Famous for his ginger hair he gained nicknames such as “The Nugget” and “The Ginger Magician”. My grandmother though, who was a staunch fan, only ever referred to him by one name: Lover Boy. Quite how she came up with this name I do not know, but that was what she ALWAYS called him! Maybe that’s why I decided to write to him; he provided my grandmother with so much entertainment that, even now several years after her death, we still refer to him as Lover Boy (which might freak him out if he ever reads this!)

His calm-under-pressure temperament led him to be called boring, something that he has always played up to despite having a terrific sense of humour. Perhaps it was that sense of humour that led him to choose ginger cake as his favourite fancy!

This ginger cake is something a bit different; it is adapted from a German ginger spice cake recipe and doesn’t contain the usual golden syrup and treacle. This results in a lighter, less sticky texture. It replaces sugar with honey and adds some lightness in the addition of soured cream. I was further intrigued by the use of rye flour...which I couldn’t find anywhere so will have to revisit this when I find some! There’s quite a lot of spice:

I brushed some ginger syrup over the cake as it cooled just to intensify the flavour. This is optional. As with all ginger cakes, the flavours develop over time so try and make a day or two in advance of when you wish to serve it.

For this cake, I made my white icing much thicker than I normally would. I think it was the German influenced recipe which got me thinking about the thick icing on German Christmas gingerbread – often the biscuit will be shaped like a house with thick white icing representing snow on the roof. That’s what I’ve tried to do here and I love it –the icing looks almost cartoony!


For the cake:

125g unsalted butter
250g honey
3 eggs
4 teaspoons ground ginger
1 teaspoon ground cinnamon
½ teaspoon mixed spice
½ teaspoon allspice
125g plain flour
1 teaspoon baking powder
100g rye flour – I couldn’t find this in my local shops so used wholemeal flour
150ml soured cream

Optional: 2 tablespoons ginger syrup to brush over the cake when it comes out the oven

For the icing:

100g icing sugar
Enough water or syrup from a stem ginger jar to make a thick icing – add a tablespoon at a time


Generously grease a 20cm bundt tin with butter or, ideally, cake release spray.
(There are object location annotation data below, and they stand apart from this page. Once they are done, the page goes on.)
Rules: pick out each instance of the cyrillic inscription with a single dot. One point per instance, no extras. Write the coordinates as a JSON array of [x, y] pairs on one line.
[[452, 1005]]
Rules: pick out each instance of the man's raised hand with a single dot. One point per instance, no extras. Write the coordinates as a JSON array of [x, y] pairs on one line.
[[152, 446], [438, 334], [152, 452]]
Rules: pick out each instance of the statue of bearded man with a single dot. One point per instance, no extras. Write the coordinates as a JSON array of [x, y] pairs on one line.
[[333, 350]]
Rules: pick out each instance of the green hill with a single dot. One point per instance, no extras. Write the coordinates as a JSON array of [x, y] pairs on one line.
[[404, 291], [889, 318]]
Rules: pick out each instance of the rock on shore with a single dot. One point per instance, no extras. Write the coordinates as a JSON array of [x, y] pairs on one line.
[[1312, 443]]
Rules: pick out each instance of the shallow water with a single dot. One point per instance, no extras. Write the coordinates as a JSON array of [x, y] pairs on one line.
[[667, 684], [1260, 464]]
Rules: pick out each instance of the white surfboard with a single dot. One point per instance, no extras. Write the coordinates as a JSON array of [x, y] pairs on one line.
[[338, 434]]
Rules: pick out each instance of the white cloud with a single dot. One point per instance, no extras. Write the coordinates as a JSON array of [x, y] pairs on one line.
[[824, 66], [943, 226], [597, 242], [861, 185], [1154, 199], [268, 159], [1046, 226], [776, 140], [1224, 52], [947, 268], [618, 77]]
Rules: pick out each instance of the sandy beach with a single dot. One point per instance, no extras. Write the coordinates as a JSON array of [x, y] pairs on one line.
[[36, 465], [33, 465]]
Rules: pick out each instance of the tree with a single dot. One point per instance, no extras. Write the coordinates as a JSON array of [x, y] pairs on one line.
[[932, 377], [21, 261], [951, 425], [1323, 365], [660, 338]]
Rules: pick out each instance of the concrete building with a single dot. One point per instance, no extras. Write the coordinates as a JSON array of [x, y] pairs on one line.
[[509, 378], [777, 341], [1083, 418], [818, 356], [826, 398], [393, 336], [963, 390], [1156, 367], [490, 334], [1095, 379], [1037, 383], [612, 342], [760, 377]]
The recipe I used gave no indication of cake tin size so I used a 23cm tin, which was too big.

Place the butter and honey in a large saucepan (all the other ingredients need to fit in here) and melt together. Leave to cool.
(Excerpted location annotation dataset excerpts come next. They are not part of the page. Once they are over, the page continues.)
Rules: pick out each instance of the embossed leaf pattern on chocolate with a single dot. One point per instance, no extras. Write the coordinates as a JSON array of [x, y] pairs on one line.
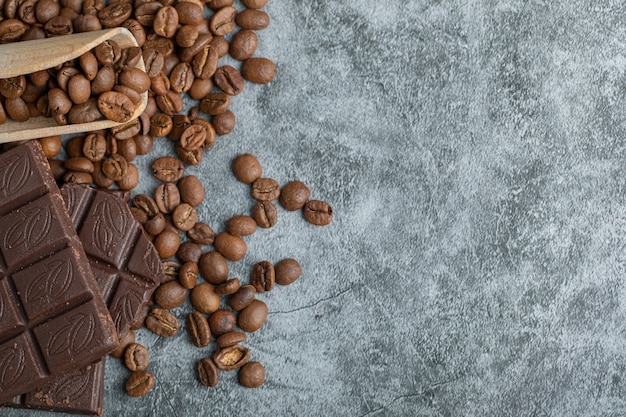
[[53, 283], [126, 308], [30, 229], [12, 360], [15, 173], [109, 225], [74, 336]]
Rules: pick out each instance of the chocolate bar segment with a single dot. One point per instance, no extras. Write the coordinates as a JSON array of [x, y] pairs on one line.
[[78, 392], [52, 317], [126, 265]]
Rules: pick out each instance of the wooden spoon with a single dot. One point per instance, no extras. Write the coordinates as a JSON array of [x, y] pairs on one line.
[[31, 56]]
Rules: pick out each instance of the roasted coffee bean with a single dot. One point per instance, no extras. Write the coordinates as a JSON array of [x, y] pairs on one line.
[[199, 329], [167, 197], [319, 213], [243, 45], [258, 70], [215, 103], [294, 195], [125, 341], [231, 339], [167, 243], [213, 267], [188, 275], [51, 146], [251, 318], [242, 298], [201, 233], [229, 80], [231, 357], [287, 271], [170, 295], [130, 180], [262, 276], [204, 298], [222, 321], [207, 372], [155, 224], [224, 123], [191, 190], [223, 21], [165, 22], [139, 383], [229, 287], [116, 106], [247, 168], [189, 252], [231, 247], [189, 157], [253, 19], [136, 357], [168, 169], [265, 189], [162, 322], [184, 217], [265, 214], [252, 375], [115, 167], [241, 225]]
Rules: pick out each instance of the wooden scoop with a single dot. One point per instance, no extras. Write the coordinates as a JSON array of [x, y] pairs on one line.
[[31, 56]]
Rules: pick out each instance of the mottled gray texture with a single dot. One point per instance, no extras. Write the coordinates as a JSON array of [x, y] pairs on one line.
[[474, 155]]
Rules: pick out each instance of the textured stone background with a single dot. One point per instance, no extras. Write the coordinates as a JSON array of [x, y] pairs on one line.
[[474, 154]]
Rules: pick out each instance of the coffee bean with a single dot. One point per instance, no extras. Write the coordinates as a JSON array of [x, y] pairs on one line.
[[241, 226], [253, 19], [188, 275], [287, 271], [162, 322], [265, 189], [167, 243], [207, 372], [139, 383], [252, 317], [167, 197], [215, 103], [222, 321], [213, 267], [168, 169], [231, 247], [265, 214], [258, 70], [229, 287], [243, 45], [231, 357], [319, 213], [242, 298], [191, 190], [252, 375], [204, 298], [201, 233], [294, 195], [199, 329], [136, 357], [170, 295], [231, 339]]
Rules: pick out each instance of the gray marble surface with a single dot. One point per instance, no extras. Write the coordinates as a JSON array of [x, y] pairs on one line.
[[473, 152]]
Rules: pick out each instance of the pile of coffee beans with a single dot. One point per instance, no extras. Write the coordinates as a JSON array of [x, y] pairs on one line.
[[104, 83]]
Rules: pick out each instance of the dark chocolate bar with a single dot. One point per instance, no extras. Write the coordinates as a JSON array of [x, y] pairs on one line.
[[52, 317], [77, 392], [126, 265]]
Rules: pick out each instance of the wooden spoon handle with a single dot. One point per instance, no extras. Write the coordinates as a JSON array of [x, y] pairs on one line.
[[30, 56]]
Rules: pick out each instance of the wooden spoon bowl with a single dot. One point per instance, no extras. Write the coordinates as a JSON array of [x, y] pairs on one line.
[[31, 56]]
Preheat the oven to 170°C/ fan oven 150°C/325°F/ Gas mark 3.

Beat the eggs and spices into the butter-honey mixture.

Fold in half of the plain flour, rye flour and baking powder.

Fold in half of the soured cream.

Repeat the folding process until all the ingredients are combined.

Spoon the mixture into the prepared cake tin and level the surface.

Bake for 15 minutes then lower the temperature to 130°C/ fan oven 110°C/250°F/ Gas mark 1 and bake for approximately a further 40 minutes or until a skewer inserted into the cake comes out clean. Mine only needed 35 minutes which surprised me as I never thought the cake would cook successfully at such a low temperature.

Leave to cool, still in the tin, on a wire rack. I find ginger cakes rather fragile so usually let them cool in the tin before turning out.

If using, brush the ginger syrup over the cake in the tin, let it seep down the edges too (the cake will have just started to pull away from the tin giving a gap for the syrup!)

When the cake is cool it can be iced: place the icing sugar in a bowl and gradually beat in either water or ginger syrup. Add liquid sparingly as it is easy to make it too runny. I made mine very thick.

Pour the icing over the cake and leave to set.

Bask in the glory of the wonderful thing you have created.